To avoid a lawsuit, it is a good idea to never refill a pain medication prescription over the phone. Ideally, patients should come to the office for a visit prior to having a prescription renewed for another 90 days. In some cases, it may be best to send a patient to a specialist as opposed to renewing a pain pill prescription. Another good way to reduce liability is to document every decision that could be deemed a judgment call.
Proper documentation can show what a doctor saw and what facts were used when prescribing a narrow antibiotic as opposed to a broader one. If patients will not talk openly about their medical conditions, think carefully about prescribing medications. A doctor is not required to treat a patient right away unless he or she is in immediate danger.
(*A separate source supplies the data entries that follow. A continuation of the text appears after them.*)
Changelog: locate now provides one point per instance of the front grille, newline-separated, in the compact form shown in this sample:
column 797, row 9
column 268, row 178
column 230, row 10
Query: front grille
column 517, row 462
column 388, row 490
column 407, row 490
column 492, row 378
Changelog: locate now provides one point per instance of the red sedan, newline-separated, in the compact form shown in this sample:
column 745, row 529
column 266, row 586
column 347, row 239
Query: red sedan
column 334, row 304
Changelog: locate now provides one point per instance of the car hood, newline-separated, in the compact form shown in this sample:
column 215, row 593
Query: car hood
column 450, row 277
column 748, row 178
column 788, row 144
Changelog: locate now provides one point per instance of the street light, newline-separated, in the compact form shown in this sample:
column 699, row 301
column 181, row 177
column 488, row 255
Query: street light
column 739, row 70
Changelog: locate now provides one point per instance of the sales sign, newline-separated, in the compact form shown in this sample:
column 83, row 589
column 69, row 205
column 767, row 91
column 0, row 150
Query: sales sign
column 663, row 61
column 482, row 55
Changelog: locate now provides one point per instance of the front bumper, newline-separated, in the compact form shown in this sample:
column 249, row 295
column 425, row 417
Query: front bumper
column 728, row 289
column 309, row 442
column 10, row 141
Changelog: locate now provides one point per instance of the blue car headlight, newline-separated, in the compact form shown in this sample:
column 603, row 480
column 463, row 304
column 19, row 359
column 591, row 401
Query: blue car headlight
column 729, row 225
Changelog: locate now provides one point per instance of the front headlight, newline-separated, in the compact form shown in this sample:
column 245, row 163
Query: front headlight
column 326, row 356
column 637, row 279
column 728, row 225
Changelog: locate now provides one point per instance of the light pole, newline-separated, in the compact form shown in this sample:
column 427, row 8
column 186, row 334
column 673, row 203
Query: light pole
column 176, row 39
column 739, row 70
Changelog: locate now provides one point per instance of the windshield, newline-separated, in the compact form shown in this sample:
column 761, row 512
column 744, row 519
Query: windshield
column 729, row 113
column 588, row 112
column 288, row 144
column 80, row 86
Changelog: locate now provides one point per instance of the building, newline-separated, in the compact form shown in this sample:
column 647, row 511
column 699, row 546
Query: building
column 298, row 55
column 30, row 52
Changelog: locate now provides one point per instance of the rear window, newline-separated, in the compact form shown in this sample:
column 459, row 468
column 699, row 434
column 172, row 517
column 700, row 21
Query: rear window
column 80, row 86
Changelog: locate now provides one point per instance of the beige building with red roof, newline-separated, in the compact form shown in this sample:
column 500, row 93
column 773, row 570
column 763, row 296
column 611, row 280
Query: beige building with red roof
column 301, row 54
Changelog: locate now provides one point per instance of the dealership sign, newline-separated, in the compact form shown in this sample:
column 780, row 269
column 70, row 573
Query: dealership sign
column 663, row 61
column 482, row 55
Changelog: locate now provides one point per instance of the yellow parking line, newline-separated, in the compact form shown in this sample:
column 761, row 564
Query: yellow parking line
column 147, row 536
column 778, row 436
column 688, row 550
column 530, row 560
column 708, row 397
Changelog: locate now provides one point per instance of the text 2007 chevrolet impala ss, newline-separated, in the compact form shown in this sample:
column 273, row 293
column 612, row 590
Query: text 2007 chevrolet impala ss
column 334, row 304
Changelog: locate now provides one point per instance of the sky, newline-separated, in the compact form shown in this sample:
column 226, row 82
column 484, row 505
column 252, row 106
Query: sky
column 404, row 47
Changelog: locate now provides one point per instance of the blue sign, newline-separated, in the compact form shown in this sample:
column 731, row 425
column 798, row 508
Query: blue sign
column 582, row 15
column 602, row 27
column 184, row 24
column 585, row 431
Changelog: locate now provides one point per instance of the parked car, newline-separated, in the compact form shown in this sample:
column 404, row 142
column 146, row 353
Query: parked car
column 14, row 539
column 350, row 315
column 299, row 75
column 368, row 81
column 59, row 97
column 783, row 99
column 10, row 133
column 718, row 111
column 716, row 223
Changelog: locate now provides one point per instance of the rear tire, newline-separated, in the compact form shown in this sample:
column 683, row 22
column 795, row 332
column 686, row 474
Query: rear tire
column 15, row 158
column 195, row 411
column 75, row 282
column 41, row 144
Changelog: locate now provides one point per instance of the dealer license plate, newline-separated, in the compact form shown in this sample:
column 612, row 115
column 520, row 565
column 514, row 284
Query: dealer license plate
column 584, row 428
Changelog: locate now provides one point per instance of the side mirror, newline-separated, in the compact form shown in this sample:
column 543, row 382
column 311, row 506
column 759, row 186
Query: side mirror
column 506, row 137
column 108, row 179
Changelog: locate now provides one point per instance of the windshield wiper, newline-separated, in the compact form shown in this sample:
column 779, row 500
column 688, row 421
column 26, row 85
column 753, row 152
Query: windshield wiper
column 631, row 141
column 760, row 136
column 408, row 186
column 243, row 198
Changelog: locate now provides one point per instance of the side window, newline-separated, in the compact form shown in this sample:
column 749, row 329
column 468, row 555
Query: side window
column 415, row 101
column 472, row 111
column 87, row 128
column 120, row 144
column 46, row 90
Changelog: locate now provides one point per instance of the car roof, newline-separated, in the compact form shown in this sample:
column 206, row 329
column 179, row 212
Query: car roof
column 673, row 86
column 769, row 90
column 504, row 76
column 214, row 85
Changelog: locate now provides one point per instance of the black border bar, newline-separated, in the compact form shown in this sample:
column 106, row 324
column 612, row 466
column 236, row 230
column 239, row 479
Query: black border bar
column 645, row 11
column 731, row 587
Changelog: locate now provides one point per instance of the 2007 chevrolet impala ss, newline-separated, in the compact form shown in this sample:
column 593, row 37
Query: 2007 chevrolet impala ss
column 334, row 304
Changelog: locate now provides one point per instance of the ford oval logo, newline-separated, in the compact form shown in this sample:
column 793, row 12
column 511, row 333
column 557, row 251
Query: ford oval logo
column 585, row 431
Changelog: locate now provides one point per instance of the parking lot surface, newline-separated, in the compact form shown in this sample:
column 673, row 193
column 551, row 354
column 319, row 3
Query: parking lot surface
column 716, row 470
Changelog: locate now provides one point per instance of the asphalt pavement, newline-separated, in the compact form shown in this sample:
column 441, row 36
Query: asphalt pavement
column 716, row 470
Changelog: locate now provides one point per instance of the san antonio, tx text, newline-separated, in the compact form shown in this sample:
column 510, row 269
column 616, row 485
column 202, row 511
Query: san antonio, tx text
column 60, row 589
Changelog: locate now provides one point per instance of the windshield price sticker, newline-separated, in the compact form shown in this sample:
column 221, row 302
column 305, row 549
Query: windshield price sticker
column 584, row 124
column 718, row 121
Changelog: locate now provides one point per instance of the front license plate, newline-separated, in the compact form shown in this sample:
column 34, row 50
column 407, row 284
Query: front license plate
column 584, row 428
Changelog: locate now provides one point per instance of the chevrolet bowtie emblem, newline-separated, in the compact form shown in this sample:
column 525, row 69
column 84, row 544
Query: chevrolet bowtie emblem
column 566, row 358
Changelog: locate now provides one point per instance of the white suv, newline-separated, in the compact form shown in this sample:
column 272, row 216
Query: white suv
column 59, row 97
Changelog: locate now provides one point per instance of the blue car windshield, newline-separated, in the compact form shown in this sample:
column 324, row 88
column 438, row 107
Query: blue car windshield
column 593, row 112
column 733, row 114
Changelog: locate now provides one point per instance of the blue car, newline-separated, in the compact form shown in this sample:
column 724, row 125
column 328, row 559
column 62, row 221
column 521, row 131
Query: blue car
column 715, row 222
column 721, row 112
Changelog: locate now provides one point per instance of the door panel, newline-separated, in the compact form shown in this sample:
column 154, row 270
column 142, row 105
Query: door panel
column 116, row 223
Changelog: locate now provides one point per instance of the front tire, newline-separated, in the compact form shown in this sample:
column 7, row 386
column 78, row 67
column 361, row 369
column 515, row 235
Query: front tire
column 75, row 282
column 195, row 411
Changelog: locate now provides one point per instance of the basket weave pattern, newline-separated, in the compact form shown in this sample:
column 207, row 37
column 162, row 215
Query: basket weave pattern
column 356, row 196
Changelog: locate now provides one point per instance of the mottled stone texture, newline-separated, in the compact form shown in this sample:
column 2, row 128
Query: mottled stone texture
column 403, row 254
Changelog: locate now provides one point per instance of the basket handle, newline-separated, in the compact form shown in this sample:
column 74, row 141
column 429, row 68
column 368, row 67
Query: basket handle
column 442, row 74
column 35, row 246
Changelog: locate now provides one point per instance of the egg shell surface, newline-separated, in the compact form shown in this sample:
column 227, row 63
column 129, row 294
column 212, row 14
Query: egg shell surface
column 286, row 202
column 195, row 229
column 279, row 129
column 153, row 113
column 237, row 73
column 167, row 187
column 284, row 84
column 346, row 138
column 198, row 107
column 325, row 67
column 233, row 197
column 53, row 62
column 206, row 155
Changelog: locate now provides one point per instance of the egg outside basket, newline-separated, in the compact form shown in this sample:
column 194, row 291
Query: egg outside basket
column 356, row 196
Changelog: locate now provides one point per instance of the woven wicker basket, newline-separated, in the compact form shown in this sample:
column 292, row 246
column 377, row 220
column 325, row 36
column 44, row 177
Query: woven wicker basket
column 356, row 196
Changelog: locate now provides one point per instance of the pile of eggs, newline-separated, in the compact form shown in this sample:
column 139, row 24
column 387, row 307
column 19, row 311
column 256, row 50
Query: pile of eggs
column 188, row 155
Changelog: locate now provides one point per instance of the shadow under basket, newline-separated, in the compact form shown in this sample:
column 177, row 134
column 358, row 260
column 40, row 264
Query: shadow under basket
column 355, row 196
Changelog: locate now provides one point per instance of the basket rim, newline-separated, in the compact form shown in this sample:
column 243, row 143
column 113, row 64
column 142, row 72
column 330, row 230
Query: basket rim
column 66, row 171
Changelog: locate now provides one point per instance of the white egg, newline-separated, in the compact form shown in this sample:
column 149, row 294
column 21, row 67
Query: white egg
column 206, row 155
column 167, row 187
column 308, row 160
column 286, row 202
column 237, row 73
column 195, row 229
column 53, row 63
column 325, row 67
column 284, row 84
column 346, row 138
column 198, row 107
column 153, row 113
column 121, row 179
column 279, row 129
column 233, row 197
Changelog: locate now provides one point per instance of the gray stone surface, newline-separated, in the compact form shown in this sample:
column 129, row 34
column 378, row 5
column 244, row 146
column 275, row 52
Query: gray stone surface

Medical professionals should also be wary of individuals who won’t let them speak with their other treatment providers.
If a patient is harmed by a doctor’s lack of judgment, that person may be entitled to compensation in a medical malpractice lawsuit. However, a doctor’s error doesn’t always rise to the level of malpractice. This may be true if a physician doesn’t have the tools needed to make a proper diagnosis. If a patient withholds information that could have led to the proper diagnosis, a doctor may be absolved of liability.